Aluform Pekintaş işçileri İstanbul’da eylem yaptı: Bu hukuk tanımazlığı her yerde dile getireceğiz
Düzce’deki Aluform Pekintaş’taki fabrikadan çıkarılan işçiler, İstanbul Mecidiyeköy Pekintaş İş Merkezi önünde basın açıklaması yaptı.
Fotoğraf: Hilal Tok/Evrensel
Hilal TOK
İstanbul
Sendika üyesi olduklarından dolayı çeşitli gerekçelerle Düzce’deki Aluform Pekintaş’taki fabrikadan çıkarılan işçiler, İstanbul Mecidiyeköy Pekintaş İş Merkezi önünde basın açıklaması gerçekleştirdi. Pekintaş İş Merkezi önünde bir araya gelen işçiler “Patron, idare anayasal hakkımızı engelliyor” pankartı açtı. Pekintaş’ta haksız yere işten çıkarıldıklarını dile getiren işçilerden Tanzer Aydın, yaptığı açıklamada, Aluform Pekintaş’ta Türk Metal’e üye oldukları için 27 işçinin 26 ve 45 gibi kodlardan hukuksuzca işten atıldığını söyleyerek 9 aydır hak mücadelesinin devam ettiğini belirtti.
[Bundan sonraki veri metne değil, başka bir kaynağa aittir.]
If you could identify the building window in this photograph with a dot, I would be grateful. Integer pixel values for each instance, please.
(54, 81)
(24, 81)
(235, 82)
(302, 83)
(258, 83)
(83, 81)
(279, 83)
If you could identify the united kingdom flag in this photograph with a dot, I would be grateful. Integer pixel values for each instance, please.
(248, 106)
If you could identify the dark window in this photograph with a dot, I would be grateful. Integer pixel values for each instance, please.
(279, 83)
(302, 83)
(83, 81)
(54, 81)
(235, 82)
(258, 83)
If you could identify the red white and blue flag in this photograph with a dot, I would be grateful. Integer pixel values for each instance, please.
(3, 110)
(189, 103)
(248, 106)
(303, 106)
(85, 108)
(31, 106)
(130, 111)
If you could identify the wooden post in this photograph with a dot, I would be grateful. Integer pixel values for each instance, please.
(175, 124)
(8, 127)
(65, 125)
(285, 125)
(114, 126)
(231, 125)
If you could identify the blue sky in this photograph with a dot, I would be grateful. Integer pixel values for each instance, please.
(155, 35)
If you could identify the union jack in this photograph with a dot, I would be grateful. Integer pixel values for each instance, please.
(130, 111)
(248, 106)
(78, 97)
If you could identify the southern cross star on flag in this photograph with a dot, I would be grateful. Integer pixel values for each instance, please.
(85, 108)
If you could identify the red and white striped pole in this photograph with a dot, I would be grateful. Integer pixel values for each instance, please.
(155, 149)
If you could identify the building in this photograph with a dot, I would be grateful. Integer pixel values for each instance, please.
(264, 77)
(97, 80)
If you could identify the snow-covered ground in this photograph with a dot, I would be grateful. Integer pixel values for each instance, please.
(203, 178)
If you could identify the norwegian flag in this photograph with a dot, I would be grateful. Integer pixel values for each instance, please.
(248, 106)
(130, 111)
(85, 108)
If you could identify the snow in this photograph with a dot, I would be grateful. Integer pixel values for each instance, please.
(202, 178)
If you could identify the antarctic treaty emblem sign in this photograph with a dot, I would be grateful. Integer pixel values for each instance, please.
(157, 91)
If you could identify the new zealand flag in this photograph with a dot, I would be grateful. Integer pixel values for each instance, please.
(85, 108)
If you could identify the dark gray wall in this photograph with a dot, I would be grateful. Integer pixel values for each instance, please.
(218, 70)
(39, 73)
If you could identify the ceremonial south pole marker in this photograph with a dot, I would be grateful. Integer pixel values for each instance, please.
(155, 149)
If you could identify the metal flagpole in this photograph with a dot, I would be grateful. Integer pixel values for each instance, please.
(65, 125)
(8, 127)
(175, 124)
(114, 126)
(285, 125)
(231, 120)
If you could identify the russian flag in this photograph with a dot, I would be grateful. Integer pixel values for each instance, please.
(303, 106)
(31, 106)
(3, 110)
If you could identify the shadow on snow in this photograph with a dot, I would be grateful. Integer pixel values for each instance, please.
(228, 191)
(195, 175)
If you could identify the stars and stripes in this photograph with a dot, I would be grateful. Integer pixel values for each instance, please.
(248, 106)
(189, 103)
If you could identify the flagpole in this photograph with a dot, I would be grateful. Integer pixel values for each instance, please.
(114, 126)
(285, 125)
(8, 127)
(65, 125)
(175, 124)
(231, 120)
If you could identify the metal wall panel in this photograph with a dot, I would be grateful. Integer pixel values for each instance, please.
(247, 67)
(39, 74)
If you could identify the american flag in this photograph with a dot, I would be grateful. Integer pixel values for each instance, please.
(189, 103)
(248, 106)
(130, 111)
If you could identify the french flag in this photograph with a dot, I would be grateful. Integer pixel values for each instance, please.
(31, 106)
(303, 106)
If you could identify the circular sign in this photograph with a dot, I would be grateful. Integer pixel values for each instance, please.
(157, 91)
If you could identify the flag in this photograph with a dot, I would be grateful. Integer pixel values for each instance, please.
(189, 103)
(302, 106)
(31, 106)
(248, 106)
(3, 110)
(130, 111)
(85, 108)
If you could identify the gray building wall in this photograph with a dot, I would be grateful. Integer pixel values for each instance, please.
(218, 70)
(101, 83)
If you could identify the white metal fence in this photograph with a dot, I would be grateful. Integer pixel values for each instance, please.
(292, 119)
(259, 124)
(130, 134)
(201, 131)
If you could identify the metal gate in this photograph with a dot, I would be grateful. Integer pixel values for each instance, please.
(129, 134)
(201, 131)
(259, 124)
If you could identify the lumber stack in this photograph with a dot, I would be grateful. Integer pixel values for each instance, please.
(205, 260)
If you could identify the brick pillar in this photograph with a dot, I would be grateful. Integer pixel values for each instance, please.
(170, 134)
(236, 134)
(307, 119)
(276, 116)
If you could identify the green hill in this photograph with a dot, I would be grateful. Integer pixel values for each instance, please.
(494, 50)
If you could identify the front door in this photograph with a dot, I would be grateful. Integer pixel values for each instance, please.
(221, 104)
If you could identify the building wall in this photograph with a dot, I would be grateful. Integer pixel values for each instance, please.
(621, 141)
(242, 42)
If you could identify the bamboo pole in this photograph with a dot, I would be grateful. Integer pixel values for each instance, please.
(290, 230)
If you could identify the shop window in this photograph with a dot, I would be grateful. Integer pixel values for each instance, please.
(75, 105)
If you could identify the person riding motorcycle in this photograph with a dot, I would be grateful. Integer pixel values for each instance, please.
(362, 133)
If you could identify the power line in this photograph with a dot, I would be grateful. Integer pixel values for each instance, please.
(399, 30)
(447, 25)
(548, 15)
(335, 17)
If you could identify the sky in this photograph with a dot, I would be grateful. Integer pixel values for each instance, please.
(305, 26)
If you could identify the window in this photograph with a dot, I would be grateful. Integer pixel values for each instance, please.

Aydın, “Ne zaman anayasal hakkımız olan fabrika önünde eylem yapmak istesek Düzce Valiliği tarafından trafik bahane edilerek engellendik. Fabrika önüne eylem yapmak için gittiğimizde gözaltına alınarak adliyeye sevk edildik. Mahkeme fabrika önüne gittiğimizde idari para cezası yiyeceğimizi hükmetti. Bizler de iş verenin diğer fabrikası olan Pekintaş önüne giderek eylem yaptık, bu sefer de buranın işçisi olmadığımız gerekçesiyle 7 arkadaşımıza yirmişer bin lira manevi tazminat açtı. İşveren sendikal, ihbar, kıdem tazminatlarımızı vermeden, işsizlik maaşı bile almamızı engelledi. Bizler Aluform Pekintaş firmasından haksız yere atılan işçiler olarak her platformda bu hukuk tanımamazlığı dile getireceğiz. Anayasal hakkımız olan sendikaya üye olduk diye başımıza gelmeyen kalmadı” diye seslendi.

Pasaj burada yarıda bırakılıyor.